Seminars Archive

Tue 18 Jan, at 10:00 - Seminar Room T2

Few-photon processes in the XUV and soft x-ray range: Opportunities and Difficulties

P. Lambropoulos
IESL – FORTH and Department of Physics, Univ. of Crete, Greece

About fifty years ago, the first laser-induced two-photon absorption in an atomic vapor was observed in Cesium. With the subsequent developments in laser technology, the field of multi-photon processes and strong field phenomena evolved through a series of stages, the most recent one being dominated by ultrashort pulses whose absolute phase may also be controlled. In view of the recent appearance of sources of significant intensity and subpicosecond pulse duration in the XUV and shorter wavelength range, which aspects of novel atomic and molecular physics would become available for exploration? What can we learn and expect from the experience of the previous fifty years? What are the differences from and similarities with strong field interactions in the infrared and optical range?

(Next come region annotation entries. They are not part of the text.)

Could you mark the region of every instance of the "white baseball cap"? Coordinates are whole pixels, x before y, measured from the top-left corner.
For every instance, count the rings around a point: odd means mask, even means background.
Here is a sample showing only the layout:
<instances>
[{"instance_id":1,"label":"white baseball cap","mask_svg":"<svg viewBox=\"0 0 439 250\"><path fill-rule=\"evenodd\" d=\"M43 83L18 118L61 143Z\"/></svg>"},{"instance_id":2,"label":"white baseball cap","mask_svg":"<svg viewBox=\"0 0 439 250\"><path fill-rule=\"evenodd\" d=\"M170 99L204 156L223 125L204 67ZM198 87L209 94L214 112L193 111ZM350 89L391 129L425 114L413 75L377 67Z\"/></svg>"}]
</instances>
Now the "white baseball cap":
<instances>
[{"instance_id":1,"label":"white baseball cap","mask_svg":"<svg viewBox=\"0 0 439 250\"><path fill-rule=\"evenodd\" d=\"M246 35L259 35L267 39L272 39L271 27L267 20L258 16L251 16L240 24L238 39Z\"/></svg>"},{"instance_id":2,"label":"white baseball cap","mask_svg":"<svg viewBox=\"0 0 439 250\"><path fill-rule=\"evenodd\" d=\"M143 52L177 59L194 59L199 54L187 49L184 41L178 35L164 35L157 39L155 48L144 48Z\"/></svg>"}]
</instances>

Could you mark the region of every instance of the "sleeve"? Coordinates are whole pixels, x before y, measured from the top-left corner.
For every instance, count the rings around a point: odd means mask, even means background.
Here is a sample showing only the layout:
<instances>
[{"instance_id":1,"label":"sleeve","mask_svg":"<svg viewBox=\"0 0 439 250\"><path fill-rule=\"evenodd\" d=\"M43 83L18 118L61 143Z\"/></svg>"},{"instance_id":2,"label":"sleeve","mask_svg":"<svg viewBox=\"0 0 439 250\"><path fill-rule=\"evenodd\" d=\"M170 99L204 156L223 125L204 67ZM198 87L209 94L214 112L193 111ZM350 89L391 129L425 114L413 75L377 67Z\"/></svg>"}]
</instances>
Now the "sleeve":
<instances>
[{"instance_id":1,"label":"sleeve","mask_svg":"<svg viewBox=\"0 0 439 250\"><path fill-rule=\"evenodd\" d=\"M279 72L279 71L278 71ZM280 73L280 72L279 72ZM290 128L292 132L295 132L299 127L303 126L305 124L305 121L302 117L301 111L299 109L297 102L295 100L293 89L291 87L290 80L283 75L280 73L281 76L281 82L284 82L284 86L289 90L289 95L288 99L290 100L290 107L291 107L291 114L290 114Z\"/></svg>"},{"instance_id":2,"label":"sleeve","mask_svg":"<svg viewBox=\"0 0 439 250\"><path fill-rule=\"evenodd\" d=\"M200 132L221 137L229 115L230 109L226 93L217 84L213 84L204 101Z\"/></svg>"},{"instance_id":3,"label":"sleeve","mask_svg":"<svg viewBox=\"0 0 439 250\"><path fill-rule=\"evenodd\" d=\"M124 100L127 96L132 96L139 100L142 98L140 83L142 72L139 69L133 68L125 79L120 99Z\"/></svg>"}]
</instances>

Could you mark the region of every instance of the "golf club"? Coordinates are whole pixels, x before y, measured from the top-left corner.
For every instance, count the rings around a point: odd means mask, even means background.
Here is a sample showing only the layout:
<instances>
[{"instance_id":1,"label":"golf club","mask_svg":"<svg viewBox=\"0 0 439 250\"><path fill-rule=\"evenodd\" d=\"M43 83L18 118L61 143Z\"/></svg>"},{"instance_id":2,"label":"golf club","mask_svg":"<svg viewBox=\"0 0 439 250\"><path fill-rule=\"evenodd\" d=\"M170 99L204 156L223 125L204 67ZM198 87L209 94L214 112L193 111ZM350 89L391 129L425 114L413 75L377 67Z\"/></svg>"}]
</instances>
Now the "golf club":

I discuss the operational meaning of the various intensity regimes in this new wavelength range, including issues of perturbative versus non-perturbative behavior, as well as time-dependent versus transition probability per unit time. Would few- or multi-photon processes be of interest and what would we learn? Since photons in the energy range of, say 40 eV and above would interact significantly with electrons below the valence shells, we need to ask what information such processes would reveal. One aspect that immediately suggests itself is the few-photon excitation of multiply excited electronic states, including those of the Auger type. If the intensities available will allow, say, two- to four-photon processes, then indeed hitherto largely unexplored manifolds of atomic excitations will become accessible. The way such manifolds couple multiple excitations to multiple continua would become accessible to experimental investigation for the first time. The demands on intensity, photonenergy range and pulse duration need to be carefully estimated. If the relative phase of beams with different but commeasured frequencies could be controlled, then additional aspects pertaining to coherent control of transitions and products of photobreakup could be profitably explored, as has been done in the optical and near UV range. The combination and synchronization of short-wavelength with optical laser pulses has already been shown theoretically to promise information on the coupling of highly excited states. It is also possible to exploit such a combination towards exploring the pulse duration and shape of the XUV pulse. Quantitative ideas along these lines will also be discussed.